The resulting 2D SASNE with an appropriate perplexity chosen to be \(90\%\) of the number of data points (see Additional file 2: Fig. S7) is shown in Fig. 6a. The embedding shows that digits 0, 1 and 6 form relatively distinct clusters, whereas, e.g., digit 2 overlaps with digits 1, 3, 7 and 9, which is consistent with the overlapping analysis (Additional file 2: Fig. S3). Indeed, the RRPs in Fig. 6e–h show the significant improvement by SASNE in preservation of the relative placement of the clusters in the LD embedding by SASNE compared to the other methods. On the other hand, although the UMAP embedding shows clearly separated clusters (Fig. 6d), it fails to capture the overlaps between digits. This can be seen by both the UMAP and t-SNE embedding (Fig. 6b, d) of the digit 2 that is incorrectly separated from the digit 7. The PHATE captures the overlap between digits more accurately compared to UMAP and t-SNE. Nevertheless, digits that are relatively well separated are not reflected in the PHATE embedding. For example in Fig. 6c, digit 0 and 6 are merged, and digit 1 is not separated from digit 2 and digit 7, which are inconsistent with the overlapping analysis (Additional file 2: Fig. S3).
In terms of the clustering quality, all methods result in a relative low overall silhouette coefficient compared to the test case (see Fig. 6i). This is expected due to the small separations, \(b_i\), in the point-wise silhouette value in Eq. 1. The slightly higher silhouette coefficients of the UMAP and t-SNE indicate that discrete structures are more profound in the embedding (Fig. 6b, d). However, the profound discrete structures appeared in these embedding are likely to be spurious that do not reflect the true data structures revealed by the overlapping analysis (Additional file 2: Fig. S3) and the grouping of the digits in the original HD space (Additional file 2: Fig. S5). The PHATE has the lowest cluster separation and does not clearly reveal the distinct separation of digits 0, 1 and 6. In contrast, for digits 0, 1 and 6 the digit-wise silhouette scores are higher in the SASNE than in all other methods (see Additional file 2: Fig. S6). These all together demonstrate the ability of the SASNE to amplify true discrete structures in the data and preserve the relative organisations among these discrete patterns.

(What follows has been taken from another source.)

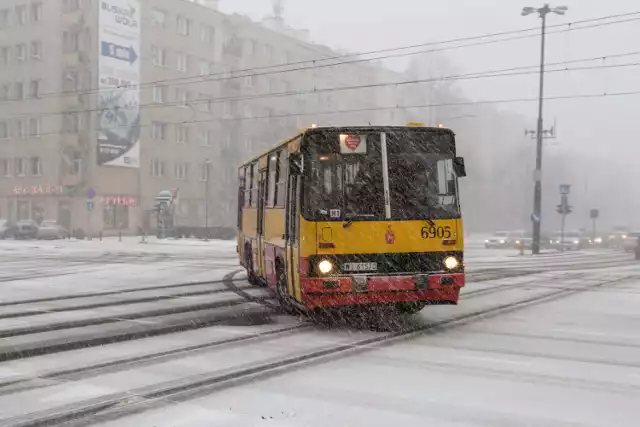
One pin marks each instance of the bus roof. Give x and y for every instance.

To sum up the analyses of the MNIST data set, the SASNE performs well simultaneously in clustering quality and preservation of distance ranks and hierarchical structure. Although UMAP and t-SNE show discrete structures, this is often not an accurate representation of the HD data, where overlaps and hierarchical structure may be lost in the LD embedding. The PHATE shows better preservation of distance ranks compared to t-SNE and UMAP, but is relatively weak in revealing discrete structures in the data.
Discussion and conclusions
By incorporating the concept of shape-aware distances we have in this study proposed the SASNE. We have shown how it can mitigate some of the shortcomings of the t-SNE, UMAP and PHATE methods. This is done in a data-driven way that can consistently fix the hyper-parameter, perplexity, of the method. In terms of quantitative validation methods in both clustering and dimensionality reduction, the advantages of SASNE were exemplified with synthetic imbalanced, nonlinear, hierarchically structured data, and developmental trajectories where the ground-truth is known. The methods were then applied to two real HD data sets; the single-cell gene expression data and the MNIST handwritten digits data set. In both the synthetic and real data sets, the SASNE demonstrates superior performance compared with the current state-of-the-art methods t-SNE, UMAP and PHATE in capturing discrete and hierarchical structures hidden in the HD feature spaces.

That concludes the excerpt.